Cervical and vaginal biopsies consist of an epithelial surface and varying amounts of underlying stroma. Usually, no grossly identifiable lesion can be seen. The most important objectives are to orient the specimen so that perpendicular sections will be taken through the surface and to secure the specimen properly to ensure that small pieces are not lost. These tasks can be accomplished in several ways. If the specimen is large enough (i.e., greater than 0.4 cm), the tissue can be bisected perpendicular to the surface and marked with either mercurochrome or tattoo powder to indicate the surface to be cut. If the specimen is small, it can be secured between Gelfoam sponges, within fine-mesh biopsy bags, or it can be wrapped in tissue paper. The gynecologist may also submit the biopsy oriented mucosal side up on a mounting surface such as filter paper.

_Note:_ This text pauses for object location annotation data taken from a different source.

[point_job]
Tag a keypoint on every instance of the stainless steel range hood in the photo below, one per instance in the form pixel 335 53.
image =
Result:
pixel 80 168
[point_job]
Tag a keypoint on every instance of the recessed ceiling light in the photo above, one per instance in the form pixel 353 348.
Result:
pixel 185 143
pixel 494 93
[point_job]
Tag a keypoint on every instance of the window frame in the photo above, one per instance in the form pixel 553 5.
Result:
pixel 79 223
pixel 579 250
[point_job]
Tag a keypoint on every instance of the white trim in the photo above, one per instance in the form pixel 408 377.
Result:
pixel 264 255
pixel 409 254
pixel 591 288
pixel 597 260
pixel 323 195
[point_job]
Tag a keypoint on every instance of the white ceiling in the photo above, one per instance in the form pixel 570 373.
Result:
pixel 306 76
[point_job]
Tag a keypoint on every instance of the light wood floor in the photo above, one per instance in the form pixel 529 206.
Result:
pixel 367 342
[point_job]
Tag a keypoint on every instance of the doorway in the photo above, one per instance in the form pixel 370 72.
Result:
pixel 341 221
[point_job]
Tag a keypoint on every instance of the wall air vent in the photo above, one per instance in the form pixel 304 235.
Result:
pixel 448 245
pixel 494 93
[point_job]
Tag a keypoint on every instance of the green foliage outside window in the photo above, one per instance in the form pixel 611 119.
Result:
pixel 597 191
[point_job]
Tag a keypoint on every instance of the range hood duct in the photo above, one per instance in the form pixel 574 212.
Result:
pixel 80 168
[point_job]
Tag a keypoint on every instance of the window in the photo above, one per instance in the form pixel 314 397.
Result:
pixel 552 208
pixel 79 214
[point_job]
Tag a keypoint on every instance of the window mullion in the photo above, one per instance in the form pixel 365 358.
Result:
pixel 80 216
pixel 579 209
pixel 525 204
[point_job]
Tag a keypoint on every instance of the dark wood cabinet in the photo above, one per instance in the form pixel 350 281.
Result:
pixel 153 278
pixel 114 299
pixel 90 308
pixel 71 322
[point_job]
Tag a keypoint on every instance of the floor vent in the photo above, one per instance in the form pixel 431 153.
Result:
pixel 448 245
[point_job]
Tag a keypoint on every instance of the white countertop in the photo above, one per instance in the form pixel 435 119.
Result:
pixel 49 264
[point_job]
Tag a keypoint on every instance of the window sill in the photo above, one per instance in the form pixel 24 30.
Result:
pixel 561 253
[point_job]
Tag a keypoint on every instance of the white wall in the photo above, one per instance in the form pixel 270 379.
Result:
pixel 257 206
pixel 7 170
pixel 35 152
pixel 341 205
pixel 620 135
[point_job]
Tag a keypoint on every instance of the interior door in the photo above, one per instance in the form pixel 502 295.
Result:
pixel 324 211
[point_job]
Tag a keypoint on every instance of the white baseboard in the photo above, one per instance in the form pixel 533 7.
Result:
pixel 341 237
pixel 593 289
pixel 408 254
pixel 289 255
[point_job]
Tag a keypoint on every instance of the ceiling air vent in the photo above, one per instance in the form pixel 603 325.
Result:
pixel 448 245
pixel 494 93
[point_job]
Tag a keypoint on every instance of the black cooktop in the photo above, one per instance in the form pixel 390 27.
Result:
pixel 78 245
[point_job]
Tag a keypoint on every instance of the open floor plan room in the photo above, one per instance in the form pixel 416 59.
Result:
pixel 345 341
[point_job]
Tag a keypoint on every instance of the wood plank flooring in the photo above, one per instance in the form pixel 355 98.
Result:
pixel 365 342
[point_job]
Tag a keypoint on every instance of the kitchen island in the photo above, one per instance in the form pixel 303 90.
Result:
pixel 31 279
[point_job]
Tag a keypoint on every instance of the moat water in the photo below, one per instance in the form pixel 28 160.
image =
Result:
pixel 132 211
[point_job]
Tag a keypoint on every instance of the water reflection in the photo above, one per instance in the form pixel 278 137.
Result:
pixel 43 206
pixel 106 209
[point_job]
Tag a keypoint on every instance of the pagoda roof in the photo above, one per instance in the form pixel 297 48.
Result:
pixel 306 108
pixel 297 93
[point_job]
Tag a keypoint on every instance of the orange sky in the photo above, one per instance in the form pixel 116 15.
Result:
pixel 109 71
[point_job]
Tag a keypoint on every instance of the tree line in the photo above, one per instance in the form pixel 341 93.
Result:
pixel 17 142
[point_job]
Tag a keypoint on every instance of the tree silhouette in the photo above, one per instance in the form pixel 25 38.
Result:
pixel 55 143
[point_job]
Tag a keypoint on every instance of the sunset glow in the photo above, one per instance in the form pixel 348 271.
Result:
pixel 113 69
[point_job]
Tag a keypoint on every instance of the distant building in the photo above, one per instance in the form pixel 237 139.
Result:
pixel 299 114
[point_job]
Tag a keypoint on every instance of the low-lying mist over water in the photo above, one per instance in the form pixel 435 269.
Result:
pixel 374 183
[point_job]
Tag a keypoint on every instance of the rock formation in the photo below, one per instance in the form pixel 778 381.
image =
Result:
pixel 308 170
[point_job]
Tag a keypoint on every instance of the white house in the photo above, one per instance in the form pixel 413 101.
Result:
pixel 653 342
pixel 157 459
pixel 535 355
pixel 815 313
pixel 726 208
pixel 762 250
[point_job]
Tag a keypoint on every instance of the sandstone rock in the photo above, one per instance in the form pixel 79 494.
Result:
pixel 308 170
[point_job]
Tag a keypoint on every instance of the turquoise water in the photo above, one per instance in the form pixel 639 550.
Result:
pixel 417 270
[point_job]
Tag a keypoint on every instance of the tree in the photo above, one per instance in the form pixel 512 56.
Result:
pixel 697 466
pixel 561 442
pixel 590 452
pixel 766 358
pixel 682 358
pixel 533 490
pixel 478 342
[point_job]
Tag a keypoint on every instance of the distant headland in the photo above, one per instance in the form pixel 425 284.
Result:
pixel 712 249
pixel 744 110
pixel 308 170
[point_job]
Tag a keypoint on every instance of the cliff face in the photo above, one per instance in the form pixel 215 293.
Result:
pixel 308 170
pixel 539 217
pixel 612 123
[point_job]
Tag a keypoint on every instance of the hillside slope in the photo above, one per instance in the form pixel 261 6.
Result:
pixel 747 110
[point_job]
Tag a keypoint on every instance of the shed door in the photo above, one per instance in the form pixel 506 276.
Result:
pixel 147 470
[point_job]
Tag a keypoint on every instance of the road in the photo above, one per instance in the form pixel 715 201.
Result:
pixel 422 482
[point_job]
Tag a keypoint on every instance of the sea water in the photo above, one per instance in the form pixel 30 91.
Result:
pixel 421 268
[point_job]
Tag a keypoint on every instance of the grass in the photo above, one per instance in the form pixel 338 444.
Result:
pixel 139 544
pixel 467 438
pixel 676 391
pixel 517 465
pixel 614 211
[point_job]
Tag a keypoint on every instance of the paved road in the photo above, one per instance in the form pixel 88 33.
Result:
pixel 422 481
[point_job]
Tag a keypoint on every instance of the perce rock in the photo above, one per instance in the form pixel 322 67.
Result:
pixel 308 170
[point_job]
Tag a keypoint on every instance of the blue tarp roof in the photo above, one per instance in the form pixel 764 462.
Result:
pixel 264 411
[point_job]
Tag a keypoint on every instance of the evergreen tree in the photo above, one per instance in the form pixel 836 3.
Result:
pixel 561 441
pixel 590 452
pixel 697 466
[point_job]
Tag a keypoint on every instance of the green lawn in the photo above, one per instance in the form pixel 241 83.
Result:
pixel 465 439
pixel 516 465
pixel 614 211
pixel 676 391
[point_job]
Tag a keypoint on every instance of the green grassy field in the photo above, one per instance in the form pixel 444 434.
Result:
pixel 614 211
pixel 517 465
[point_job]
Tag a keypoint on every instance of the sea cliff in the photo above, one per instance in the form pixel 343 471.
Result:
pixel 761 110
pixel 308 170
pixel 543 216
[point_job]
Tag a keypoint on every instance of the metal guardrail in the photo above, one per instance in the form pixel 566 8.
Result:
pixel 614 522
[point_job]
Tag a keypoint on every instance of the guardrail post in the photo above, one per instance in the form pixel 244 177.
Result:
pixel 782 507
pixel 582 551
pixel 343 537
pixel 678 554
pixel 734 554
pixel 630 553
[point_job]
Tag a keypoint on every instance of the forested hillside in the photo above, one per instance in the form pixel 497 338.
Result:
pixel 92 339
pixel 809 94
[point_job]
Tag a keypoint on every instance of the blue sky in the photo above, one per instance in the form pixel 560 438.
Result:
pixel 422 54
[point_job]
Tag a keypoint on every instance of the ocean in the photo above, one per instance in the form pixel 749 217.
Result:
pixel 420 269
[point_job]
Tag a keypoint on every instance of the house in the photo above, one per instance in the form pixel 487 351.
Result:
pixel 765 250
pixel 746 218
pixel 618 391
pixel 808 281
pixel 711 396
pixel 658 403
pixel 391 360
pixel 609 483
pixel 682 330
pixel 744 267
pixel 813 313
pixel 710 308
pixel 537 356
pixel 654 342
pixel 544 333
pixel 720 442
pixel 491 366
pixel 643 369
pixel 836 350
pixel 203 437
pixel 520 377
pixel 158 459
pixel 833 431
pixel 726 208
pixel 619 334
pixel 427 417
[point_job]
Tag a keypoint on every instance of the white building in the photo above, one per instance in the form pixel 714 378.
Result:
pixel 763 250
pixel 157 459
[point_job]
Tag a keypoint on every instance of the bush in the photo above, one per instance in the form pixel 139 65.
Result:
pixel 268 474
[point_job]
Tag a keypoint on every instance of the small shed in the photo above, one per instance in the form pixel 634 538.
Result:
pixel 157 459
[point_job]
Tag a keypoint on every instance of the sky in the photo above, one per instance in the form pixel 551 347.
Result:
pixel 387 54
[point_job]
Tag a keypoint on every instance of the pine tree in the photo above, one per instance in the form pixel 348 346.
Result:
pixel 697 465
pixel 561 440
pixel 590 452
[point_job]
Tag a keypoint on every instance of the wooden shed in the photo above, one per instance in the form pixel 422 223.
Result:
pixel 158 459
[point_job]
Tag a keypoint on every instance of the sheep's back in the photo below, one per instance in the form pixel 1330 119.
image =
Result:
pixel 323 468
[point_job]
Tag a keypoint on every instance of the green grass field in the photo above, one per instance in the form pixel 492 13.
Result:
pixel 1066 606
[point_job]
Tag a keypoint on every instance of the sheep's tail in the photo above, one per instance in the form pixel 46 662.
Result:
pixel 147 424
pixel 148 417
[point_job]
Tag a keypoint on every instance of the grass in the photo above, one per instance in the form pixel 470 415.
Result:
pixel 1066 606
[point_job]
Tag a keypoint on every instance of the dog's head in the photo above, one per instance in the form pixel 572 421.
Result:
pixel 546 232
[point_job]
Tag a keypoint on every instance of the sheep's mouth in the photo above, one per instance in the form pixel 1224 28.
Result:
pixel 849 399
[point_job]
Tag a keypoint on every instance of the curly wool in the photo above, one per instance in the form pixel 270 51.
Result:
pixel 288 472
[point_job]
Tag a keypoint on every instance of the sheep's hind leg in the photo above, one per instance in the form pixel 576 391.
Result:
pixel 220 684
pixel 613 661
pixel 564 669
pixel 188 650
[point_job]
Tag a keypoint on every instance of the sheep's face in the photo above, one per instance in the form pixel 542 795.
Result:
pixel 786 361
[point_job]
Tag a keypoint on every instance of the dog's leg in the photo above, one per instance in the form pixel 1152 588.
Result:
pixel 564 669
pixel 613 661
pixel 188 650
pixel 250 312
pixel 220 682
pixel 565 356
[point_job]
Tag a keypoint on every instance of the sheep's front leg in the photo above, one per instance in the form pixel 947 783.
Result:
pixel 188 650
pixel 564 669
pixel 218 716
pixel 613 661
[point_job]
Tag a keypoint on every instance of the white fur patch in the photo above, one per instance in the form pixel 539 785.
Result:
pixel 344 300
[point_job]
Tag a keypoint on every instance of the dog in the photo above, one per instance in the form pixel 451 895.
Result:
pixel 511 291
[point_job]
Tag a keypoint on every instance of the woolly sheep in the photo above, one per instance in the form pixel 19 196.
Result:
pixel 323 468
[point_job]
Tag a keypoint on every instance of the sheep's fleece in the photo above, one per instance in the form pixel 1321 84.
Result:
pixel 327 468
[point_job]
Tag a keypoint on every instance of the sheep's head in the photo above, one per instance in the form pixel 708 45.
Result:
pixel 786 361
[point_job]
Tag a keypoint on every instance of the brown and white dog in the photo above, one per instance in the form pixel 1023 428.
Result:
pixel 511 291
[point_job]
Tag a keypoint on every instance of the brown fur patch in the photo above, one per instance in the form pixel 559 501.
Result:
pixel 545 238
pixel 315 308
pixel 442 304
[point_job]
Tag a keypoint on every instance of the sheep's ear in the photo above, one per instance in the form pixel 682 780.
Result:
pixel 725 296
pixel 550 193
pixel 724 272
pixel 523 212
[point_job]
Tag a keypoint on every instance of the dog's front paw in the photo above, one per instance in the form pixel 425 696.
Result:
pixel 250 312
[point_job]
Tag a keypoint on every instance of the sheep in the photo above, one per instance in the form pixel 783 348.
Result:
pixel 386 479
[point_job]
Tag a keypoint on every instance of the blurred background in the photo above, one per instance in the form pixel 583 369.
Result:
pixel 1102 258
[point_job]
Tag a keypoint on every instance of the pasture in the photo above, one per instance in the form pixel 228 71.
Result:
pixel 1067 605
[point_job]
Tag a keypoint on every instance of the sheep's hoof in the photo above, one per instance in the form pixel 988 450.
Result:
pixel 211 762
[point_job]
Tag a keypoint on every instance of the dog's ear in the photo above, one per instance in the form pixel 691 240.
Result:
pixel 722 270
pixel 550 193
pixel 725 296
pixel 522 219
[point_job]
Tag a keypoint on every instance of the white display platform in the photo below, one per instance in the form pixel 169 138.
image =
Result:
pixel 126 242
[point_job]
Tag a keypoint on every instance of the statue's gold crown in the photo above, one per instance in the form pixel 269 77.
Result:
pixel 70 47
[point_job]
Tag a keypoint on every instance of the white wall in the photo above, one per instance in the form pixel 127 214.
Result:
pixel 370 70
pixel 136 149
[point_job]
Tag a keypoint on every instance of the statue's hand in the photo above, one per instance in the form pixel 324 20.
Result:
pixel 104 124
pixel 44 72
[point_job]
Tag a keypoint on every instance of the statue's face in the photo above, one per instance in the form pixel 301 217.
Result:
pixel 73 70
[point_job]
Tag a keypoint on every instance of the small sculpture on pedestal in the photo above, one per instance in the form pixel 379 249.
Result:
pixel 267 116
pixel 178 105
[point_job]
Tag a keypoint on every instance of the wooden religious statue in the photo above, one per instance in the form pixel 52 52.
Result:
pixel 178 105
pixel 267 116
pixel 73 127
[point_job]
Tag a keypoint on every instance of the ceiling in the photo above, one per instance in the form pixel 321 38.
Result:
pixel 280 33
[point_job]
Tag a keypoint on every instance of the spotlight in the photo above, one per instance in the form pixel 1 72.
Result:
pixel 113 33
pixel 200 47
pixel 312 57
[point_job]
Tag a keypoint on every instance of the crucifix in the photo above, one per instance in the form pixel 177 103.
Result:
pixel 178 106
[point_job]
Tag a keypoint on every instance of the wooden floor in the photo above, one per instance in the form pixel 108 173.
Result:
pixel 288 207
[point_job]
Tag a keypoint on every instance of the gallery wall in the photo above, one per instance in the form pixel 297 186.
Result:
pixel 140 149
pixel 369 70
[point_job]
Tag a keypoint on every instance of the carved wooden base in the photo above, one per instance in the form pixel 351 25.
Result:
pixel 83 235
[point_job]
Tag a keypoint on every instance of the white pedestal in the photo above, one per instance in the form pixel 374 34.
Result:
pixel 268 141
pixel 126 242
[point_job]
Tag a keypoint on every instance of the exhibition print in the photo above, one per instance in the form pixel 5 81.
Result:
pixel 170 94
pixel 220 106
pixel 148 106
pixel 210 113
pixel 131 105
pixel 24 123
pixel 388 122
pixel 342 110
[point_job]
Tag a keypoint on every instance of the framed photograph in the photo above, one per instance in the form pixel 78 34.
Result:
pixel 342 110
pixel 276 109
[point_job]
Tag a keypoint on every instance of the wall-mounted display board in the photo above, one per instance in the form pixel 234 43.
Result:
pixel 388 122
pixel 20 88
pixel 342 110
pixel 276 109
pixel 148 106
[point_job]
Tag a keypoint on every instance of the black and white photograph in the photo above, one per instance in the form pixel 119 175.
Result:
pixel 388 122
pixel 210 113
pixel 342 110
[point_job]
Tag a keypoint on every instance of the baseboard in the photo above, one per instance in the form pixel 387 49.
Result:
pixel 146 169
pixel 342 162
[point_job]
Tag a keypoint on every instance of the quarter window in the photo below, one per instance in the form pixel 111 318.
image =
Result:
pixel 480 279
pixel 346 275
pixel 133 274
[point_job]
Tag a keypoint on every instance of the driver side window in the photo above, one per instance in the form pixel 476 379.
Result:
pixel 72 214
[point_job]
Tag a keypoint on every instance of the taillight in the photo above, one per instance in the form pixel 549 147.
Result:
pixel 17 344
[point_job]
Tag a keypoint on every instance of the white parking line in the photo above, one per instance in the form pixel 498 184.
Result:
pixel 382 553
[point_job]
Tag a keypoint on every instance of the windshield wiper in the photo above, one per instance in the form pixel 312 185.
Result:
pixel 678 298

In this case, instruct your histotechnologist to embed and cut the biopsy specimen perpendicular to the mounting surface. All biopsy specimens should be entirely submitted, and it is often useful to routinely request that multiple levels be performed by the histology laboratory.

Keywords

Endometrial Cancer Radical Hysterectomy Pelvic Exenteration Cervical Canal Vaginal Cuff 
These keywords were added by machine and not by the authors. This process is experimental and the keywords may be updated as the learning algorithm improves.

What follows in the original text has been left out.